冒頭一行目に関してまず目につくのは,現行憲法では「日本国民 We, the Japanese people」を主語 subject としているのに対して,改憲草案では「日本国 Japan」を主語としている点である.若きマルクスのフォイエルバッハ主義の観点からすれば,「日本国」から出発するのか,それとも「日本国民」から出発するのか,という両者の間には天と地ほどの差が存在する.
 現行憲法が「日本国民」から出発するのは,いわゆる〈国家,エタ État またはステイト State 〉としての「日本国」が主体 subject なのではなく,〈人民,プープル people 〉としての「日本国民 Janese people」が真に主体であることを,文体上でも表現しているからである(主権在民,あるいはプープル主権).
 これに対して,改憲草案では,「国民主権 sovereignty of the people」を明記しつつも,「日本国民 Japanese people」ではなく「日本国 Japan」こそが真に主体であることを,その文体によって示している.改憲草案では,〈人民 people〉としての「日本国民」が「長い歴史と固有の文化」を持つのではなく,〈国家 state〉としての「日本国」が「長い歴史と固有の文化」を持つとされるのである.

〈立憲君主制〉としての「日本国」

 ところで〈国家 state〉とは近代的概念であり,それ自体は決して「長い歴史」を持たない.それはせいぜいマキアヴェッリのstato論に遡ることができる程度である.そうすると,改憲草案の中で「長い歴史と固有の文化」を持つとされる「日本国 Japan」は〈国家 state〉ではないのではないか,という疑問が頭に浮かんでくる.
 もし「日本国 Japan」が〈国家 state〉という近代的政治的概念ではないとすれば,改憲草案の示す「日本国 Japan」とは一体いかなる概念なのだろうか.
 これを読み解く鍵は,差し当たり「国民統合の象徴である天皇を戴く国家」という箇所にある.ここには,「日本国民 Japanese people」——そこにアイヌや沖縄の人々が含まれるならば,いわゆる〈民族,ナシオン nation 〉としては,日本は単一民族国家ではあり得ない——を「日本国 Japan」の名の下に統合して国民国家たらしめているのは,その象徴たる「天皇 Emperor」であるという認識が示されている.そしてここに示されているのは,単なる象徴天皇制ではなく,「天皇を戴く国家」すなわち天皇が「日本国」の「元首」として君臨するという立憲君主制 constitutional monarchy の図式なのである*6.
 天皇の由来はイザナミとイザナギの神話(『古事記』および『日本書紀』)に遡ることができ,その神話をも含めて「日本国は,長い歴史と固有の文化を持」つと述べられていると考えられる.その限りで,改憲草案の「日本国」は近代的概念どころかむしろ反近代的概念でさえある.

第二パラグラフ

 次の第二段落に示されているのは,国際社会において果たすべき「日本国」の役割——自民党がそのように考える限りでの——である.

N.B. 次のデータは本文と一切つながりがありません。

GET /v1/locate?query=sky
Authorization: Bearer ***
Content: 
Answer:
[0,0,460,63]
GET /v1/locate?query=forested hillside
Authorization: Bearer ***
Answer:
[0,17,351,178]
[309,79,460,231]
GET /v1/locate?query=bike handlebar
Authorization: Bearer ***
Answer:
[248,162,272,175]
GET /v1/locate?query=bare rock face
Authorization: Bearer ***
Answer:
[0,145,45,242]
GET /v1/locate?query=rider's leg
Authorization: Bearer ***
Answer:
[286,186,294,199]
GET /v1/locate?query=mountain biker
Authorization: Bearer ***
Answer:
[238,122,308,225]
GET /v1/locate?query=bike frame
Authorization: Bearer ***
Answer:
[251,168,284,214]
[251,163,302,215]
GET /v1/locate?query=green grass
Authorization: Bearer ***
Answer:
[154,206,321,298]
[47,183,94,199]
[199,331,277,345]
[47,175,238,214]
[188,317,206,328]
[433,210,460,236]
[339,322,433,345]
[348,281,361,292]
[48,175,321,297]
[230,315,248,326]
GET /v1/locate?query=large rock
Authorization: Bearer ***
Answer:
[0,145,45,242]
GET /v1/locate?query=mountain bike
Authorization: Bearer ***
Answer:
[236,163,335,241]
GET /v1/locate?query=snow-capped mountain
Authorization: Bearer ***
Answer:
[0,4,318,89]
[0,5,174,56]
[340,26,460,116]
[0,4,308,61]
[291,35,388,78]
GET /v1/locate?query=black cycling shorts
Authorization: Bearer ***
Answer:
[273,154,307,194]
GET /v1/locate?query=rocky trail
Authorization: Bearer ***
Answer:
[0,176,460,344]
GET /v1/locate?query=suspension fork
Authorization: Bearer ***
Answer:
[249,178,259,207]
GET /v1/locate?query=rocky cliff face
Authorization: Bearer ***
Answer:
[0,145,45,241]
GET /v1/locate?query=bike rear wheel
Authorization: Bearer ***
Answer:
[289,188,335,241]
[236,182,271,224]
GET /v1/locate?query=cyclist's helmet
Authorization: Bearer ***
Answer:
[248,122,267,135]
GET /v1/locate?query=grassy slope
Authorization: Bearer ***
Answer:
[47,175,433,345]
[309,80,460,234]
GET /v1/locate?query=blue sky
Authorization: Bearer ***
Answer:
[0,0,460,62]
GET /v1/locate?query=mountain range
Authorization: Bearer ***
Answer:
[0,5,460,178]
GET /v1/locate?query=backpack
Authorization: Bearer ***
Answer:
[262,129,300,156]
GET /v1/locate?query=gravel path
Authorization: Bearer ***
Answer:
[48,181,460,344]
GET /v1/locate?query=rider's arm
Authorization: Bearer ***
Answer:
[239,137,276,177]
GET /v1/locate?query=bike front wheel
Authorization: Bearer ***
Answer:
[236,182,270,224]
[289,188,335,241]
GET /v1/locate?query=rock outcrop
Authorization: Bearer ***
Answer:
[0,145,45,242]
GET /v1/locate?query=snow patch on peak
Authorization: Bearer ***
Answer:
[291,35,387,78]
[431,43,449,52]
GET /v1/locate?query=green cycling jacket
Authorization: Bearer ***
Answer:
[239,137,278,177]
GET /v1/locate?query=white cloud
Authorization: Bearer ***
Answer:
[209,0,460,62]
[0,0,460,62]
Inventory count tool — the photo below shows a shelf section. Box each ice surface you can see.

 我が国は,先の大戦による荒廃や幾多の大災害を乗り越えて発展し,今や国際社会において重要な地位を占めており,平和主義の下,諸外国との友好関係を増進し,世界の平和と繁栄に貢献する.

(改憲草案,1頁)

「先の対戦による荒廃や幾多の大災害を乗り越えて発展し,今や国際社会において重要な地位を占めており」という箇所は,自民党による「日本国」の歴史認識に他ならない.憲法の条文はその制定後には固定化されるが,歴史認識は時代と共に変化するので,憲法と歴史認識との間の軋轢は時代と共にますます大きくなる.よって,憲法の耐用年数を長くする為には,憲法の中に歴史認識を組み込まない方が望ましい.
 この第二段落は,改憲草案「第二章 安全保障」と関係がある.「平和主義の下,諸外国との友好関係を増進し,世界の平和と繁栄に貢献する」という箇所からは,集団的自衛権の行使により,国防軍の海外派遣を行えるようにしようとする自民党の思惑が垣間見える.

第三パラグラフ

 日本国民は,国と郷土を誇りと気概を持って自らを守り,基本的人権を尊重するとともに,和を尊び,家族や社会全体が互いに助け合って国家を形成する.

(改憲草案,1頁)

ここで第三パラグラフになってようやく本来の主権者である「日本国民 Japanese people」が登場する.
 ここで特徴的なのは,日本国民が「和を尊び,家族や社会全体が互いに助け合って国家を形成する」と述べられている点である.字面だけ追うと道徳的に良いことを述べているように一見思われるのだが,そもそも憲法にこんなことをイチイチ明文化されてはたまったものではない.改憲草案には,この箇所がそっくりそのまま条文として書き込まれているのである.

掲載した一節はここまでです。